# Which shower plate for a Heavenly? Is IMS Competition overkill for a newbie?



## ANDREWHE (Nov 27, 2015)

It looks like I should undertake a clean of the group head before presenting the second-hand heavenly as a present so I thought I'd get a new gasket while I'm at it, and then I saw the postage charges (from various companies) and looked around for an "add-on" to make it worthwhile. A new shower plate seemed a good, cheap addition.

Is it worth getting an upgraded shower plate for a newbie or is a standard Fracino plate just fine? I've seen IMS Competition mentioned on the Forum, but then some shops state some plates only fit some models of some Fracinos (Happy Donkey states the Fracino HD0877 plate only fits Fracino Series 1 & 2). So, is it worth it, and if so, what IMS Competition (or other plate) will fit the model of Heavenly that has no hot water tap (i.e. steam wand only - model no. 61831201 with a service sticker from 2001)?

Oh, and the "cleanliness is next to godliness" sticky by DavecUK about cleaning E61 groups tells us to use a "non stick scrubby". Now I know I live in a cave and only venture out to sneer, but that's not something I've ever come across.
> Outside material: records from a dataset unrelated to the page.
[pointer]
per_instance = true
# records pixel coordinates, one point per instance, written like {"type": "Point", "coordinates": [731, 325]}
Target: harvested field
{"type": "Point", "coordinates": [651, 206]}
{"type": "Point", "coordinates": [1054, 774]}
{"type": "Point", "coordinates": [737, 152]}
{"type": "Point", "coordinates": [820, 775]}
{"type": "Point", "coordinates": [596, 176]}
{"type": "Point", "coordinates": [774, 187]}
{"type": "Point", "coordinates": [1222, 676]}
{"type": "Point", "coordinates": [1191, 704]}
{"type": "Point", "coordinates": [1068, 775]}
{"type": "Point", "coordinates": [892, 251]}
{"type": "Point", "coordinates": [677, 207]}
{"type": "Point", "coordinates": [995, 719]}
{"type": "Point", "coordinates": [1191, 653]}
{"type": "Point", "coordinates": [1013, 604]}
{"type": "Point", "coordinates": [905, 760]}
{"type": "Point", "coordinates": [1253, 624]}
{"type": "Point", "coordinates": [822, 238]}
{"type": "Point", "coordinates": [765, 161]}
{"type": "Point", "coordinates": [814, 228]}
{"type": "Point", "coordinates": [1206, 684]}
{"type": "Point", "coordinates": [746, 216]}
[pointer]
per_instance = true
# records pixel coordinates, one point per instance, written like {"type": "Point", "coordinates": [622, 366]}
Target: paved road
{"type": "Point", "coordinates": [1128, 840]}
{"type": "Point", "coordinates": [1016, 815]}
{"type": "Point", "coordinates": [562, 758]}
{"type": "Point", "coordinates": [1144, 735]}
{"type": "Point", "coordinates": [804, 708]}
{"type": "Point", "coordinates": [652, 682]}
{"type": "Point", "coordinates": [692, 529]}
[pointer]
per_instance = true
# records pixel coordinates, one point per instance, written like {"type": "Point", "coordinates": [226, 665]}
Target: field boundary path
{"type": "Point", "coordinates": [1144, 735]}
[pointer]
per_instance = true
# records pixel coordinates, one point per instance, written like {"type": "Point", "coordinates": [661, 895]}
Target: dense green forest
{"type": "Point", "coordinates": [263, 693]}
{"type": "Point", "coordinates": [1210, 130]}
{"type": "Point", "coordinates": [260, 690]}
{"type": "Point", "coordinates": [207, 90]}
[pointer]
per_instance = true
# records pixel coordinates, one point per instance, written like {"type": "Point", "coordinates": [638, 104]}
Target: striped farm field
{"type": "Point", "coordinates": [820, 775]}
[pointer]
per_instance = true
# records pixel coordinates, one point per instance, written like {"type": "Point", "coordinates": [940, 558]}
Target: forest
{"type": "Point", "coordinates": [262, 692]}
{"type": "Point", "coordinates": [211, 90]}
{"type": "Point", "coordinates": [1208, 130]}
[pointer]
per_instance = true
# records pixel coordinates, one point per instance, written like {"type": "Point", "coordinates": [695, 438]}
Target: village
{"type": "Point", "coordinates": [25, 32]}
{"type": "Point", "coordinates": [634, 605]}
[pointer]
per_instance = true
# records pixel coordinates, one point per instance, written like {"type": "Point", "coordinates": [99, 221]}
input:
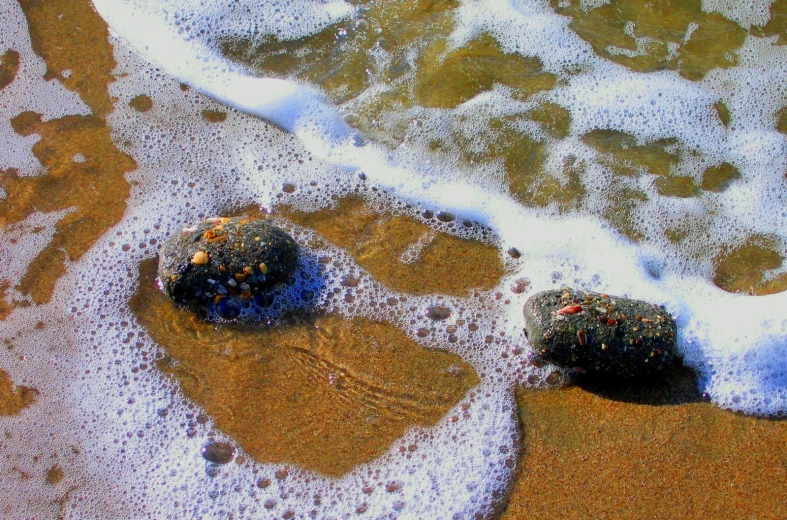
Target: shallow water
{"type": "Point", "coordinates": [444, 159]}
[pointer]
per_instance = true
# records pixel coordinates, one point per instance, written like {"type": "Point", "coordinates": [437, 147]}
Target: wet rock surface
{"type": "Point", "coordinates": [600, 334]}
{"type": "Point", "coordinates": [225, 257]}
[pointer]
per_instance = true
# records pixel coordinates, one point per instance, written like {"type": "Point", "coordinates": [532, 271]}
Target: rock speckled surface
{"type": "Point", "coordinates": [225, 257]}
{"type": "Point", "coordinates": [602, 334]}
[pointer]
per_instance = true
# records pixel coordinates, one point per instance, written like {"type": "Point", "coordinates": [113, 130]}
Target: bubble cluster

What is it?


----------



## DavecUK (Aug 6, 2013)

ANDREWHE said:


> Oh, and the "cleanliness is next to godliness" sticky by DavecUK about cleaning E61 groups tells us to use a "non stick scrubby". Now I know I live in a cave and only venture out to sneer, but that's not something I've ever come across. What is it?


Sponge with a white slightly abrasive pad stuck to it. Available in all major supermarkets.

http://bonuslady.hu/termekoldal/teflon/teflon-szivacs-teljes.png

If you do get an IMS anything, you will be able to convince yourself you can taste the difference


----------



## ANDREWHE (Nov 27, 2015)

Thanks for the translation.


----------